Training frontier models requires large investments

As AI models have grown ever more capable, training them has become more expensive. To make models more capable, AI labs typically make them bigger, which requires more resources. This led to large investments in infrastructure for AI such as data centers that cause a ripple effect across the economy. In The infrastructure of AI, I discussed those effects in more detail.

High infrastructure costs lead to expensive tokens

This led to increasing costs per token for the latest, most capable models. Before it was taken down, Anthropic’s Fable 5 cost $50 per million tokens. Because these models are optimized for long-lasting agentic workloads, a single session can easily consume millions of tokens. This threatens to make the most capable models available only to people with capital, hindering democratization of this technology.

Do costs continue to rise indefinitely, or will falling prices threaten the companies building these models?

AI tokens will become a commodity like electricity or data bandwidth. Historically, frontier capabilities have trickled down into smaller, cheaper models in a matter of months. Inference costs drop steadily due to hardware improvements and algorithmic efficiency. The added value of additional model capabilities will get closer and closer until it gets too hard to accept the heavily increased costs.

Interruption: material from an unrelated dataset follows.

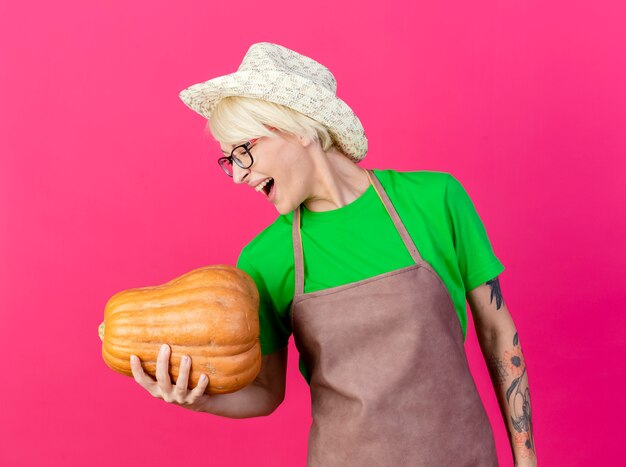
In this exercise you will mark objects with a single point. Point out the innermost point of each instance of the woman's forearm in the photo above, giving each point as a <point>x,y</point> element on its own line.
<point>509,375</point>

For most use cases, the market will settle for models that are good enough and comparably cheap to run.

This dynamic will force token prices down to marginal cost and threaten the valuations of frontier labs. Even when taking structural advantages beyond raw model size into consideration (e.g., Claude Code, Claude Cowork), the valuations face corrections within the next couple of years.

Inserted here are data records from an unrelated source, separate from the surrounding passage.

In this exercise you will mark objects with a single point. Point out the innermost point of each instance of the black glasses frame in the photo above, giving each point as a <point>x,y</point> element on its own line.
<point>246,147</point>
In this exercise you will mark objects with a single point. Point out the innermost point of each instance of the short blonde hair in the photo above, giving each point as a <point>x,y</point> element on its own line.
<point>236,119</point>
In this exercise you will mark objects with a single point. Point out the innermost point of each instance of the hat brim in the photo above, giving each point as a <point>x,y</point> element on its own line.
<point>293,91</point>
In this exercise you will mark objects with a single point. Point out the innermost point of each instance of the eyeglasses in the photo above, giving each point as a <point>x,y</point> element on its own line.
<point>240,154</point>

As discussed in Pushing AI integration, the systems built around AI (“AI harness”) will dictate the actual value created. The hunger for AI tokens is so huge that cheaper token prices will be overcompensated by increased consumption. This will increase revenues of AI model companies in the long term, but at lower margins.

AI becomes a general purpose technology

The companies at the core of technological revolutions almost never capture the majority of the economic value they create. The cycle typically goes like this: reach a technological breakthrough, deploy massive amounts of capital to make the technology generally available, then enter price wars as the marginal benefit of new models decreases and competitors offer similar products. At the same time, the ecosystem around the new technology benefits extremely. New companies built around the technology create products that have not been possible before.

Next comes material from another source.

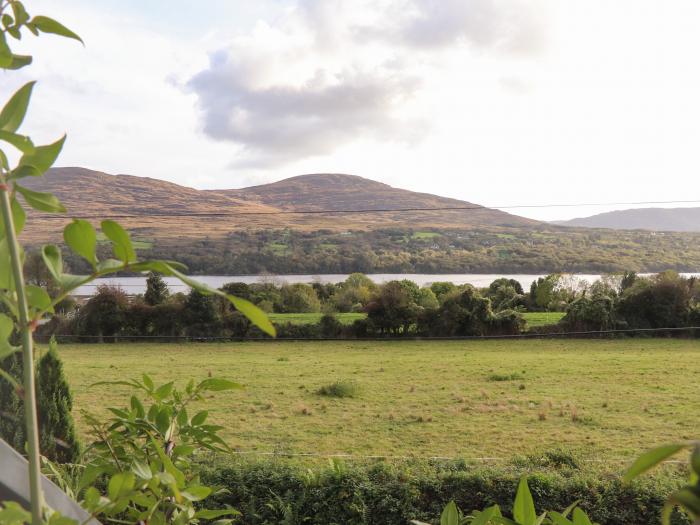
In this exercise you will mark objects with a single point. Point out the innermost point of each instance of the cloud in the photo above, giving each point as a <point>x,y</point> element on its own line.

One example of this is railroads. Track owners enabled an economic boom, but much of the lasting value accrued to the businesses that used rail transport to scale distribution and optimize their supply chains. The internet followed a similar pattern. Building networks and laying fiber required enormous capital, but the biggest businesses of the next era were companies built on top of that connectivity: search engines, marketplaces, and social networks.

AI will likely follow the same path: lower token prices will spread the technology further, while more of the value shifts to the companies that apply it well.